Папа вернулся с Огастусом через несколько минут. Волосы у него были спутаны и свешивались на лоб. При виде меня он расплылся в фирменной дурацкой улыбке Огастуса Уотерса, и я невольно улыбнулась в ответ. Он присел на синий шезлонг, обитый искусственной кожей, и подался ко мне не в силах прогнать улыбку.

Мама с папой оставили нас одних, отчего мне стало неловко. Я с трудом выдерживала взгляд его глаз, хотя они были настолько хороши, что в них трудно было невозмутимо смотреть.

– Я скучал по тебе, – сказал Огастус.

Голос у меня получился совсем писклявый:

– Спасибо, что не пытался меня увидеть, когда я выглядела как черт-те что.

– Честно говоря, ты и сейчас ужасно выглядишь.

Я засмеялась:

– Я тоже по тебе соскучилась. Просто не хотела, чтобы ты видел… все это. Я хотела… ладно, не важно. Не всегда же получаешь желаемое.

– Неужели? – удивился он. – А я-то думал, что мир – это фабрика по исполнению желаний!

– А вот, оказывается, не так, – возразила я. Огастус сидел такой красивый… Он потянулся к моей руке, но я покачала головой.

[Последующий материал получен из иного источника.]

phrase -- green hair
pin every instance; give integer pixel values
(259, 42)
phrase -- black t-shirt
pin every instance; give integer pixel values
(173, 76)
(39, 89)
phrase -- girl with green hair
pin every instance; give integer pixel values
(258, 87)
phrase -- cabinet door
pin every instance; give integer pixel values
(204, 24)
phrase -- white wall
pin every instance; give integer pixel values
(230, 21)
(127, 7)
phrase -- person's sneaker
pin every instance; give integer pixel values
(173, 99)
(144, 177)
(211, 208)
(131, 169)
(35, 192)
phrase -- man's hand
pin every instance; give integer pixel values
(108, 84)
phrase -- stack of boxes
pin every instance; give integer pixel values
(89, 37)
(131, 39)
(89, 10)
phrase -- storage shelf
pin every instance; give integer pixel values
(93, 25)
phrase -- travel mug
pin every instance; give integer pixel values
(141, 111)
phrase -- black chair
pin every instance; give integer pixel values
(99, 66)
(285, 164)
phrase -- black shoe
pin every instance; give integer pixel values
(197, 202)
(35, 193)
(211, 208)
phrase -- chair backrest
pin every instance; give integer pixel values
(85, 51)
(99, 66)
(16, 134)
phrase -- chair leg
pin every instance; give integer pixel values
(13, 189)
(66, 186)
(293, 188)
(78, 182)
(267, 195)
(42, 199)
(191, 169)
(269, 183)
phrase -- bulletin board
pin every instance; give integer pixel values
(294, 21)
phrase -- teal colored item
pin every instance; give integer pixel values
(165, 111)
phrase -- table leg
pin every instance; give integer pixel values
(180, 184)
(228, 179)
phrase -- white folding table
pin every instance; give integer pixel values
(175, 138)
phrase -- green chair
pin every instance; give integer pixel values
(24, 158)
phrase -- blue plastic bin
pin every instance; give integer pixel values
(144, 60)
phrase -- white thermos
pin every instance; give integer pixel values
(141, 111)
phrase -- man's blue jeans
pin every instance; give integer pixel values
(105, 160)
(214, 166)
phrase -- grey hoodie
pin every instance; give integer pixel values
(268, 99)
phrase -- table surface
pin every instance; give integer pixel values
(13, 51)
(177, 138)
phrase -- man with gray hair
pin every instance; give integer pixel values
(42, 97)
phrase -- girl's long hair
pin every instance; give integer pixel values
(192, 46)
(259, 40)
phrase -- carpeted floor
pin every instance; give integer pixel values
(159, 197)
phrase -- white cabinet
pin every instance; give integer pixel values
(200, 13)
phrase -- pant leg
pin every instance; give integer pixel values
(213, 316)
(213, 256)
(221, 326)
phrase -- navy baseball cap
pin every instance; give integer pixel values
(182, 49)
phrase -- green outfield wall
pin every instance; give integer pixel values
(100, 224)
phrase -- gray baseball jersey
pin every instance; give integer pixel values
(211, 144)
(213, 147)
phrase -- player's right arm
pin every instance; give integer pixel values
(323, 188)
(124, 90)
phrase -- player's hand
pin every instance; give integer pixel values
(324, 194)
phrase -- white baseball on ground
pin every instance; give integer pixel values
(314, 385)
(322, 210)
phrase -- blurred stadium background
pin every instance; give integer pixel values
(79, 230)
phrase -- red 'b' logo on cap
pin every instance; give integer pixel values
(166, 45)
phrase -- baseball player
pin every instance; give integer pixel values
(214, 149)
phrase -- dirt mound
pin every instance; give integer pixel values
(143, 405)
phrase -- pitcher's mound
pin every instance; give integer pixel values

– Нет, – тихо произнесла я. – Если мы будем встречаться, это должно быть не так.

– Ладно, – согласился он. – С фронтов желаний у меня есть хорошие и плохие сводки.

– Ладно, – выжидательно протянула я.

– Плохие новости в том, что мы не можем ехать в Амстердам, пока тебе не станет лучше. Впрочем, «Джини» обещала подождать со своими чудесами, пока ты не поправишься.

– Это хорошая новость?

– Нет, хорошая новость в том, что пока ты спала, Питер ван Хутен снова поделился с нами плодами своего блестящего ума.

Он опять потянулся к моей руке, но на этот раз сунул мне в ладонь многократно сложенный листок писчей бумаги с тисненым заголовком «Питер ван Хутен, беллетрист в отставке».

Я прочла письмо уже дома, устроившись на своей огромной пустой кровати, где никакие медицинские процедуры или деятели не могли мне помешать. Неровный, с сильным наклоном почерк ван Хутена я разбирала целую вечность.

Уважаемый мистер Уотерс!

По получении Вашей электронной депеши, датированной четырнадцатым апреля, я вполне прочувствовал шекспировскую сложность Вашей трагедии. Все персонажи Вашей истории имеют незыблемую гамартию: она – свою тяжелую болезнь, Вы – свое сравнительно хорошее здоровье. Когда ей лучше или Вам хуже, звезды смотрят на вас не столь косо, хотя вообще смотреть косо – основное занятие звезд, и Шекспир не мог ошибиться сильнее, чем когда вложил в уста Кассия фразу: «Не в звездах, нет, а в нас самих ищи / Причину, что ничтожны мы и слабы». [7]7
  У. Шекспир. Юлий Цезарь. Пер. П. Козлова.


[Закрыть]
Легко так говорить, когда ты римский аристократ (или Шекспир), однако в реальности в наших гороскопах почти сплошь ошибки.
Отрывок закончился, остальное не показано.